Comparison of Hungarian law and general-purpose solver for allocation problems

what is this

There was an article in "Assignment problem, Hungarian law and integer programming problem" that the general-purpose solver is slow. In this article, I'll show you that it's faster to modify the code a bit and "create a mathematical model and solve it with a general-purpose solver".

Python code

The code is below.

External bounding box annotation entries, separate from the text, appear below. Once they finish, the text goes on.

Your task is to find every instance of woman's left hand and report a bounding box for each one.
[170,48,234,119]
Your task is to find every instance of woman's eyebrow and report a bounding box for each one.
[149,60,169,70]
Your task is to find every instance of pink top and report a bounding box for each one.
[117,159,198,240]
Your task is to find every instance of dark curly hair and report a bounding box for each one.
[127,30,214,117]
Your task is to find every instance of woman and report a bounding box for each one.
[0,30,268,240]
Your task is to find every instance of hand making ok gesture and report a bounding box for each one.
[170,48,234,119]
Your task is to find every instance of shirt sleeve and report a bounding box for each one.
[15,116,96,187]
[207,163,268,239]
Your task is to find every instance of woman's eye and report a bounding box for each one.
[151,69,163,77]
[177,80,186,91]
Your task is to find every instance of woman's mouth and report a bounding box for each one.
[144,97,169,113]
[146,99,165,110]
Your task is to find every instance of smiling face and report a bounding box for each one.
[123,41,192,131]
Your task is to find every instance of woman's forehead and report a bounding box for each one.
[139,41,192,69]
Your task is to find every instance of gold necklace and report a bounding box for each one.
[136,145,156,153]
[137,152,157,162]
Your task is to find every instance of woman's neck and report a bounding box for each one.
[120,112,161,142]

You need pip install numpy pulp munkres to run it.

import random
import time

import numpy as np
from munkres import Munkres
from pulp import PULP_CBC_CMD, LpProblem, LpVariable, lpDot, lpSum, value


class AssigmentProblem:
    def __init__(self, size, seed=0):
        self.size = size
        random.seed(seed)
        rng = range(self.size)
        self.weight = np.array([[random.randint(1, 100) for i in rng] for j in rng])

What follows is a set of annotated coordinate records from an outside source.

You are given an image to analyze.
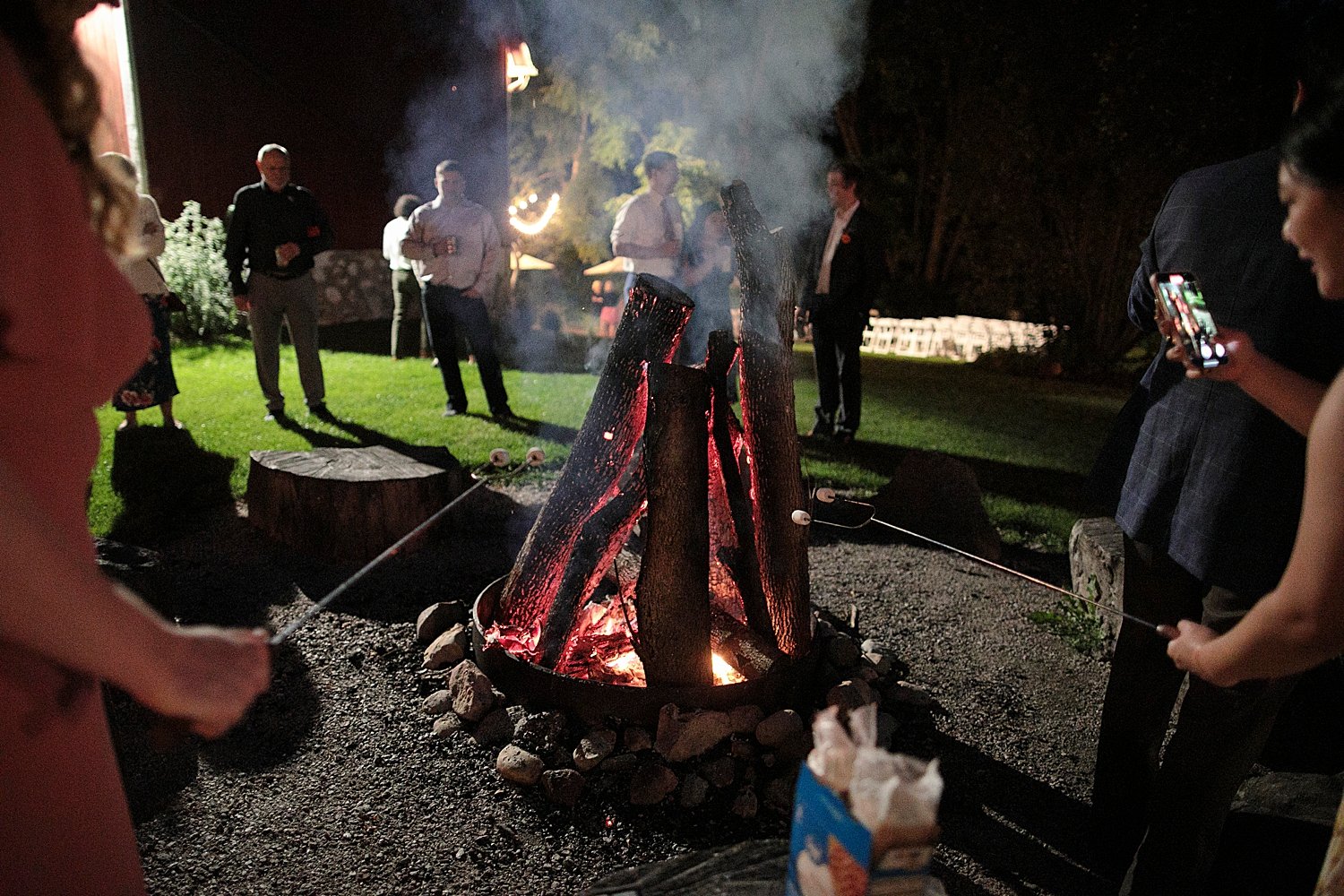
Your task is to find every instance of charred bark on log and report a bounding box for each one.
[495,274,694,663]
[539,439,645,668]
[634,364,714,686]
[710,607,784,678]
[720,181,812,657]
[704,331,779,646]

    def solve_hungarian(self):
        start_tm = time.time()
        m = Munkres()
        result = m.compute(self.weight.tolist())
        val = sum([self.weight[i, j] for i, j in result])
        tm = time.time() - start_tm
        print(f"hungarian {tm = :.2f} {val = }")

    def solve_pulp(self):
        m = LpProblem("AssignmentProblem")
        rng = range(self.size)
        x = np.array(LpVariable.matrix('x', (rng, rng), cat='Binary'))
        m += lpDot(self.weight.flatten(), x.flatten())
        start_tm = time.time()
        for i in rng:
            m += lpSum(x[i]) == 1
            m += lpSum(x[:, i]) == 1
        m.solve(PULP_CBC_CMD(mip=False, msg=False))
        val = value(m.objective)
        tm = time.time() - start_tm
        print(f"pulp      {tm = :.2f} {val = }")


if __name__ == "__main__":
    p1 = AssigmentProblem(300)
    p1.solve_hungarian()
    p1.solve_pulp()

Execution result

Tm: Calculation time (seconds), val: Objective function value
The upper row is the Hungarian law, and the lower row is the general-purpose solver.

hungarian tm = 2.43 val = 352
pulp      tm = 1.94 val = 352.0

As you can see, the general-purpose solver is faster.

The time in the lower part of the above includes both mathematical model creation and general-purpose solver execution.
Mathematical model creation uses a modeler called PuLP, and general-purpose solver execution uses a solver called cbc.

Reference: Python in optimization

Main correction points

――In the original article, it took time ** to create a mathematical model **. The reason is that I used sum instead of lpSum. sum creates wasted memory and is slow. --Please also refer to "Sum of variables in mathematical model". --The variables of the mathematical model are 0-1 binary variables, but they are solved as continuous variables. Because the adjacency matrix of the assignment problem is all unimodular, linear relaxation gives an integer solution. --Reference: https://www.weblio.jp/content/ All unimodularity

Digression

――The general-purpose solver used this time is a free solver called cbc. It will be faster with a paid solver. ――In practice, an approximate solution is often sufficient. Using the approximate solution solver is a trade-off with the accuracy of the solution, but it will be even faster. ――The data this time is a complete bipartite graph, but in practice the data is often sparse. In that case, it will be even faster because there are fewer variables. ――I could solve the allocation problem with NetworkX, but it was too slow to compare.